Urvashi is said to have caused the birth of the sage Rishyashringa. According to the Mahabharata, Urvashi is traveling on the banks of a river, when rishi Vibhandaka, son of Kashyapa, sees her and becomes aroused by her beauty and has seminal emissions. His seed comes in contact with a doe, who turns out be an apsara cursed to remain in that form till she gives birth to a boy. She gives birth to Rishyashringa, and he is raised by his father.

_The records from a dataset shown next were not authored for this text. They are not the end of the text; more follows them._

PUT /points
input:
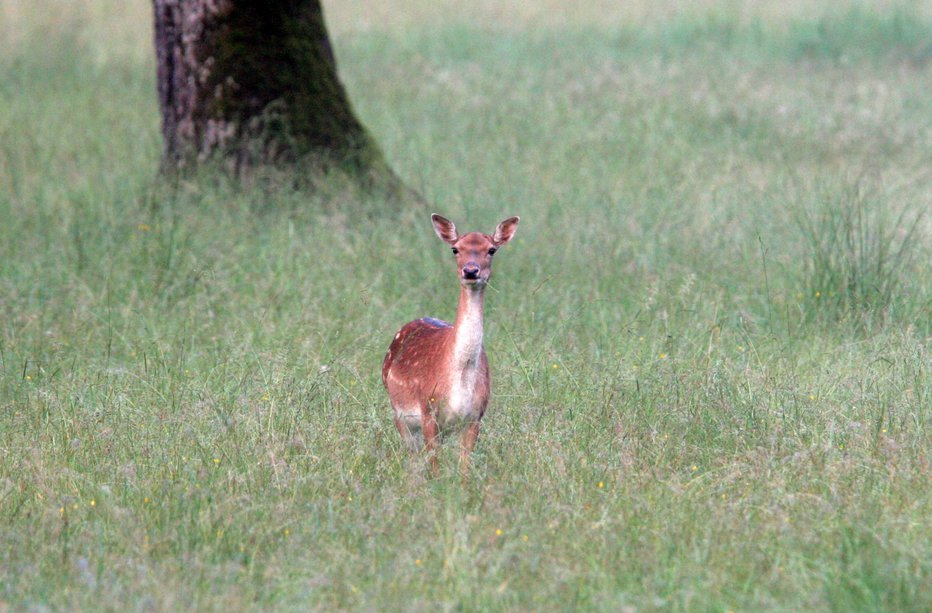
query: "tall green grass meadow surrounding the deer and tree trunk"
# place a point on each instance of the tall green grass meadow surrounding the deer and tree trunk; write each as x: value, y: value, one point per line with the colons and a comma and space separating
x: 709, y: 340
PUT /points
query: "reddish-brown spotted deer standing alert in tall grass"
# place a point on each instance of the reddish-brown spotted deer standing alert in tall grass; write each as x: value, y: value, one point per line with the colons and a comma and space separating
x: 437, y: 374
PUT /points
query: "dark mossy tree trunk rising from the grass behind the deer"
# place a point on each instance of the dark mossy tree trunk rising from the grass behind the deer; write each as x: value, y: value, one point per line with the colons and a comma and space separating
x: 252, y: 83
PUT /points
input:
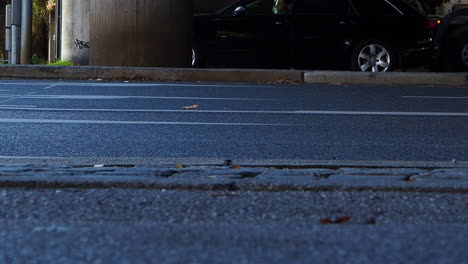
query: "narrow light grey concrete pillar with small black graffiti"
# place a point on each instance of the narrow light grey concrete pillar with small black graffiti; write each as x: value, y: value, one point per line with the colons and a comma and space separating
x: 75, y: 31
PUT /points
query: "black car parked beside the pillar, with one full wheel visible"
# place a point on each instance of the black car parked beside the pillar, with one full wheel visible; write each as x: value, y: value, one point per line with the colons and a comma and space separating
x: 363, y: 35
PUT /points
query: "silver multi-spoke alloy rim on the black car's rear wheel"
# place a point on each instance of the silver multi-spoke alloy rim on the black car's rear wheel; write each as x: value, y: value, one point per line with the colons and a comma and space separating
x: 374, y: 58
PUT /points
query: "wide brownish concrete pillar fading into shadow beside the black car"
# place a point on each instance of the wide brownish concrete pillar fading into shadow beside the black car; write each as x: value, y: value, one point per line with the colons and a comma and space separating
x: 142, y: 33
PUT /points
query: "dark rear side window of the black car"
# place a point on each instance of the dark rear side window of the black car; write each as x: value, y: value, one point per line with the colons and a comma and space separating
x: 321, y: 6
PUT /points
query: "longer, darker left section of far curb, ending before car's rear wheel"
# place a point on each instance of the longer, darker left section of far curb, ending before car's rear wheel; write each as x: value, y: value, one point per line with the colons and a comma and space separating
x: 150, y: 74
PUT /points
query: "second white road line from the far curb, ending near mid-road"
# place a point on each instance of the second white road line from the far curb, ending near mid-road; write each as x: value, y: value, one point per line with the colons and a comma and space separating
x: 116, y: 97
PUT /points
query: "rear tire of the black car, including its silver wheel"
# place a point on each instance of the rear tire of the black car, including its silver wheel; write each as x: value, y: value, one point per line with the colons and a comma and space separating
x: 373, y: 55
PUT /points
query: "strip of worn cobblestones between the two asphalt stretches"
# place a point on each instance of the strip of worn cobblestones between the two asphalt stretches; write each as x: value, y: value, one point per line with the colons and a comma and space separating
x: 234, y: 178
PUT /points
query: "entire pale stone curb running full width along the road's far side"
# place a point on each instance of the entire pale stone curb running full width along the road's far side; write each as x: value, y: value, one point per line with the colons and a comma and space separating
x: 231, y: 75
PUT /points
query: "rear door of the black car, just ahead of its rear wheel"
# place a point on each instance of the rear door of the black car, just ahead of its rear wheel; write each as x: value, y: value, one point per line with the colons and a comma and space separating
x: 321, y: 33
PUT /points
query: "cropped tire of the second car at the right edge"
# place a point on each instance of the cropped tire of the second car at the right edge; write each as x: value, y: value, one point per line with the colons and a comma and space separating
x: 456, y: 54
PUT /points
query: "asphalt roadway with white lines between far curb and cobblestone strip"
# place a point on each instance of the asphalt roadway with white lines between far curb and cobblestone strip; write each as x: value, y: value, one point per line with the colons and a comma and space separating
x: 77, y: 119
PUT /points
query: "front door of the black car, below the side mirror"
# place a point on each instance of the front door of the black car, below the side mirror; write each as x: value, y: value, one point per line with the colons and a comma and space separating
x: 253, y: 34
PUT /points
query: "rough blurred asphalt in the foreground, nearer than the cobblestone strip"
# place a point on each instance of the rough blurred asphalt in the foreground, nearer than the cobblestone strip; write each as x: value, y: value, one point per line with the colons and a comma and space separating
x: 158, y: 226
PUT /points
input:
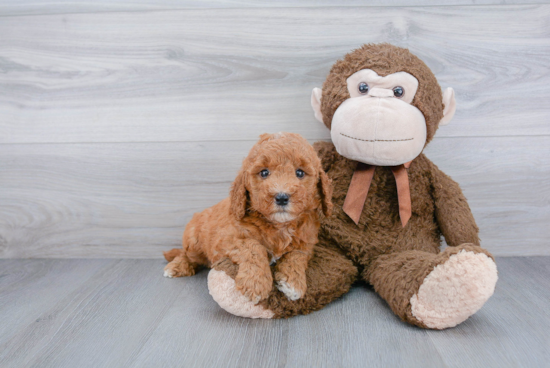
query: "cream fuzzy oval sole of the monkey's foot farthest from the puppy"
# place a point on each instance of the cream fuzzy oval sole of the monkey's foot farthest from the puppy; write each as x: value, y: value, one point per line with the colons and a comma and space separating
x: 455, y: 290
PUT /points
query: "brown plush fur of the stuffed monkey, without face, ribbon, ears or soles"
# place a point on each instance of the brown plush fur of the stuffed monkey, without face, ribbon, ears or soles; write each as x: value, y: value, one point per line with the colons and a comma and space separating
x: 392, y: 258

Another tale featuring Urvashi and a mortal prince is found in the Mahabharata. (Note: This tale is excluded in the Critical Edition of the Mahabharata and has been regarded by scholars as a later interpolation to the epic.) Arjuna, a prince belonging to Chandravamsha and the spiritual son of Indra, comes to heaven to learn under Gandharva Chitrasena. Urvashi becomes attracted to him and reaches Arjuna's residence adorned in beautiful attire. She tells him about her desire, but the latter jilts her advances, considering her to be an ancestor of his, as well as a mother, because of her past marriage to Pururavas. Urvashi tries to convince him to accept her by telling that Apsaras are free and unconfined in their choice, and they can sport with any man they wish. Arjuna still refuses and an enraged Urvashi curses him to be destitute of his manhood and to be scorned as a eunuch for one year. Indra later pacifies Arjuna that the curse would be beneficial for him during his Agyatavasa (incognito exile).